![[IOP]](http://images.iop.org/cws/icons/themes/phw/colophon-small.png){kind=icon}
Subir Sachdev.
By Hamish Johnston in Waterloo, Canada
Harvard’s Subir Sachdev has just taken the audience here at the Convergence conference on a delightful romp through the phase diagram of the cuprate high-temperature superconductors. What I found most interesting was not the superconducting phase, but rather Sachdev’s description of the “strange metal” phase.
This phase occurs when the cuprate copper-oxide layer is highly doped with holes and has perplexed physicists for some time – hence its strange moniker. It has no quasiparticles and lots of low-energy excitations so there is no easy way to describe the collective behaviour of the electrons.
In his talk, however, Sachdev pointed out an intriguing connection between the entropy of the strange metal and the entropy of a black hole. That’s all I am going to say here because I didn’t grasp all of the details, but if you want to know more take a look at this pre-print: “Bekenstein–Hawking entropy and strange metals”.
“Sachdev pointed out an intriguing connection between the entropy of the strange metal and the entropy of a black hole.”
This is a connection between one theory/model and another theory/model – not yet observed phenomena. No wonder.

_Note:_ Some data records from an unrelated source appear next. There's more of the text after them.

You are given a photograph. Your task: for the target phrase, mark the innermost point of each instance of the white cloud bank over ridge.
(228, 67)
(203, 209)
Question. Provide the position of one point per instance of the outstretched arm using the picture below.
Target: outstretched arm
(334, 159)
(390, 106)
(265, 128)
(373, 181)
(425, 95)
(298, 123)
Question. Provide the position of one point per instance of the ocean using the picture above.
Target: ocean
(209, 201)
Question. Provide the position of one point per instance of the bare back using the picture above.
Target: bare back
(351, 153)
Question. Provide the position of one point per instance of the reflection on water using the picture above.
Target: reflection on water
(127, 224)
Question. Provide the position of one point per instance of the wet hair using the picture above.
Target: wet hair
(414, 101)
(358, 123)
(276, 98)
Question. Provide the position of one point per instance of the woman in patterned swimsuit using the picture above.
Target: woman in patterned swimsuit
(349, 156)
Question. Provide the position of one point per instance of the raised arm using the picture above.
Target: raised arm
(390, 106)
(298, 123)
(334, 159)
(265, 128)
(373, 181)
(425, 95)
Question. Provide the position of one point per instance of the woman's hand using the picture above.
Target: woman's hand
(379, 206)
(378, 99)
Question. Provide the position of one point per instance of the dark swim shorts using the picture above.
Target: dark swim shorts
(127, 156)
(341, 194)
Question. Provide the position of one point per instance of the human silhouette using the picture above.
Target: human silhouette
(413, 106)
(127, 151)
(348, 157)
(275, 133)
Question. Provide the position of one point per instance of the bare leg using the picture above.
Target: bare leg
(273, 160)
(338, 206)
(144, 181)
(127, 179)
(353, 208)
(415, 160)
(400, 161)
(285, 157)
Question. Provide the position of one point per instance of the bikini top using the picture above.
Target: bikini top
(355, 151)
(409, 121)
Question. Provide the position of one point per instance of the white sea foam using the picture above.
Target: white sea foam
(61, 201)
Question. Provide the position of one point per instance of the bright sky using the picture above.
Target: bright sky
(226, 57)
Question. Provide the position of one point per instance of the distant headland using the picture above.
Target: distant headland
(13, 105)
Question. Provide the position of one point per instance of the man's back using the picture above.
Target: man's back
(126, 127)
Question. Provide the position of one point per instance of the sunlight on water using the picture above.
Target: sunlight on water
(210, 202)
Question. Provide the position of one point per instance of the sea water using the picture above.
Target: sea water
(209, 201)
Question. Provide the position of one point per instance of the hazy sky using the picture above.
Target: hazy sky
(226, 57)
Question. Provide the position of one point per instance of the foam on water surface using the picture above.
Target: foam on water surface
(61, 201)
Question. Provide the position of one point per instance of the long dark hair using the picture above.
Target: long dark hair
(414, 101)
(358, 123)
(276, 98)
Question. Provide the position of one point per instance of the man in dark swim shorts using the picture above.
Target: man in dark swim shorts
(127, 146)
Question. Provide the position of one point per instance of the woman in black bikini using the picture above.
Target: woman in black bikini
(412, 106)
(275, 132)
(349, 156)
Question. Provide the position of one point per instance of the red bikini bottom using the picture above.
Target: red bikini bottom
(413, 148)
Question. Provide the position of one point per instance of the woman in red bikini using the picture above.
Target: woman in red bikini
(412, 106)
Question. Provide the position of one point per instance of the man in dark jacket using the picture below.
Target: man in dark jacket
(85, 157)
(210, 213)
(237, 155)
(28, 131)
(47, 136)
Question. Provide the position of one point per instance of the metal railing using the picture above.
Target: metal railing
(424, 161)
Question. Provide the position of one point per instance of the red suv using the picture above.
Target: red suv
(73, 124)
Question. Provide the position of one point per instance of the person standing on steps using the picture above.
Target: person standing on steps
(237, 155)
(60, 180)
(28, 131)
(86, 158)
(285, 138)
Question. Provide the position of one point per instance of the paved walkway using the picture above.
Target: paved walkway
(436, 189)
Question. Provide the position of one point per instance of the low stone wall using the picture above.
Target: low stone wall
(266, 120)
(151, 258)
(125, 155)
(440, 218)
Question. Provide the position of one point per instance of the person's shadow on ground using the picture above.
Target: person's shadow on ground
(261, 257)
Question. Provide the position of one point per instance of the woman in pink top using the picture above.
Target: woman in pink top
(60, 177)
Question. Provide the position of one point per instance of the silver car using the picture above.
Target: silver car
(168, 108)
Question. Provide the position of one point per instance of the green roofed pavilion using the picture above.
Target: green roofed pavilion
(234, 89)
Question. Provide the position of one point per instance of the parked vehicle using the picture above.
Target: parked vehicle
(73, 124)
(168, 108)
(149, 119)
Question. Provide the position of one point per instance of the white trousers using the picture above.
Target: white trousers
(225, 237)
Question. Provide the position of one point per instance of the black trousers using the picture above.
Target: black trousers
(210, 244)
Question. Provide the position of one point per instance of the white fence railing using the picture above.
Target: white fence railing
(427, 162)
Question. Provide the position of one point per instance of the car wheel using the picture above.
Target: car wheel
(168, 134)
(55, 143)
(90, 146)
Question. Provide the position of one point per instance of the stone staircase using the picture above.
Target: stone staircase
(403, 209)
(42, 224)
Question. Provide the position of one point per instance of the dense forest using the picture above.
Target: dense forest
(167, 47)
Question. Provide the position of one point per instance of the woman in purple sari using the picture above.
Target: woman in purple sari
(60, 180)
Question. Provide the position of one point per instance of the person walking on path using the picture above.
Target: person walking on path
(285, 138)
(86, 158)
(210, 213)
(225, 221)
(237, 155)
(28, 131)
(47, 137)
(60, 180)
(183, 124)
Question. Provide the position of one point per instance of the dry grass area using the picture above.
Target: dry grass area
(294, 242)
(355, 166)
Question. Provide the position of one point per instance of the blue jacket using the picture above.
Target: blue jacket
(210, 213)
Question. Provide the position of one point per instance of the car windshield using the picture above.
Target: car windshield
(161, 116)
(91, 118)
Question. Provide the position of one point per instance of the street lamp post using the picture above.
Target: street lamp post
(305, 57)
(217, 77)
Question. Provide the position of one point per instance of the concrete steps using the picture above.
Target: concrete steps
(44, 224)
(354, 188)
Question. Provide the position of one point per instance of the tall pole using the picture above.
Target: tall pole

Physicists should take care not to treat models and theories as if they are actual observed phenomena. This is the point where you can guarantee that the eventually observed phenomena will confound the theory.
Hawking radiation is a questionable hypotheses that one can find multiple objections to and has never been observed. The liberties it takes should equally allow a ‘black’ hole to radiate directly and simply without the contrivance of virtual pair separation etc etc. And observations seem to agree more with that.